Il y avait les gens que j'aimais bien, et ceux qui ne m'aimaient pas. Les personnes à qui je parlais, je leur parlais juste. Bon, évidemment, au début c'était surtout des filles, hein, forcément,
parce que les garçons ne s'adressaient qu'à leur homologues virils, mais ça ne changeait pas grand chose. Je leur parlais, donc, simplement, sans me poser plus de question que ça.
Un jour, bêtement, j'ai grandi, je ne sais plus trop comment, mais je me rappelle très nettement avoir lu un article stupide sur le "contact" — le vrai, hein, celui qui fait retirer ses lunettes
d'un air absent, replacer sa mèche de cheveux derrière l'oreille pour la dixième fois, cheveux qu'on recoiffe négligemment d'ailleurs, ou que l'on ébouriffe, selon le sexe, et frôlements.
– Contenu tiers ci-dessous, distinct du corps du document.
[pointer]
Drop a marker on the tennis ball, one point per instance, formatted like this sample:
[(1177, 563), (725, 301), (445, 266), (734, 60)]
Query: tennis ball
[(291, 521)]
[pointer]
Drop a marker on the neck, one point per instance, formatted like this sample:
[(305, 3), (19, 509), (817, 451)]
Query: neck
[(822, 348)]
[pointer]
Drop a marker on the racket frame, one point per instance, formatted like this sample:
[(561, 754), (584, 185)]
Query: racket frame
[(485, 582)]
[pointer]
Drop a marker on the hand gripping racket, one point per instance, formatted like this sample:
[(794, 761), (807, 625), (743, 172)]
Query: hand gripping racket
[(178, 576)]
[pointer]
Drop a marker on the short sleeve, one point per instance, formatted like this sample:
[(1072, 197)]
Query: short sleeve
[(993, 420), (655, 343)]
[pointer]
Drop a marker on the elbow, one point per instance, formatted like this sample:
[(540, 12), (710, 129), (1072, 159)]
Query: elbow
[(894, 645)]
Et vas-y que je te touche le bras en parlant, que je laisse l'air de rien ma main sur ton épaule après l'avoir tapotée, qu'en tentant dans un éclat de rire de t'étrangler tu te retrouves
complètement dans mes bras, et que toi, comme t'as lu ton article stupide, quand on te le fais remarquer, tu te poses des questions, alors que normalement, ça te serait passé complètement
au-dessus.
Verdict du point de vue extérieur : "Il est pas mal, ouais, drôle, on se sent vite bien avec lui, il a de la repartie ça va, il a l'air compétent dans son domaine, j'aime bien son humour, ça va,
tu peux continuer de le voir en cours, il peut faire un super pote. Mais... il va au contact, quand même."